Noncompact Manifolds

Up to now, we have considered dynamics on compact manifolds with finite measures. In this last part of the book we widen our analysis to include noncompact manifolds and consequently infinite measures.

• Topologically, the analysis extends to cover sigma compact manifolds X – manifolds which can be represented as a countable union of compact sets. In fact (see Section 14.6), they can be represented as a countable union of compact manifolds. As in the compact case, we allow a manifold boundary, which we denote by ∂X. For noncompact manifolds, the notion of an end (roughly, a way of going to infinity) will turn out to be of great importance. This notion will be introduced informally in Chapter 13, and then more formally in Chapter 14.

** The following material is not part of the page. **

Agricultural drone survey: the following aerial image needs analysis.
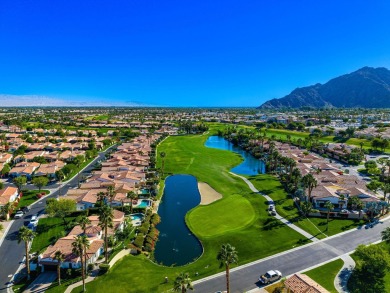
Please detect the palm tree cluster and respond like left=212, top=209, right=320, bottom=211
left=173, top=243, right=238, bottom=293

• Measure theoretically, the manifold X will be endowed with a fixed OU measure μ which can be finite or infinite, but in any case the definition of an OU measure ensures it is sigma finite. This means the space X can be written as a countable union of sets of finite μ-measure. Mainly we will be interested in the case where the OU measure μ is infinite, as the finite measure case resembles the theory developed earlier for compact manifolds. The relation between the ends of the manifold X and the measure μ will be important for the theory we will develop. Some ends will have infinite measure, and those ends of infinite measure will be significant in the theory.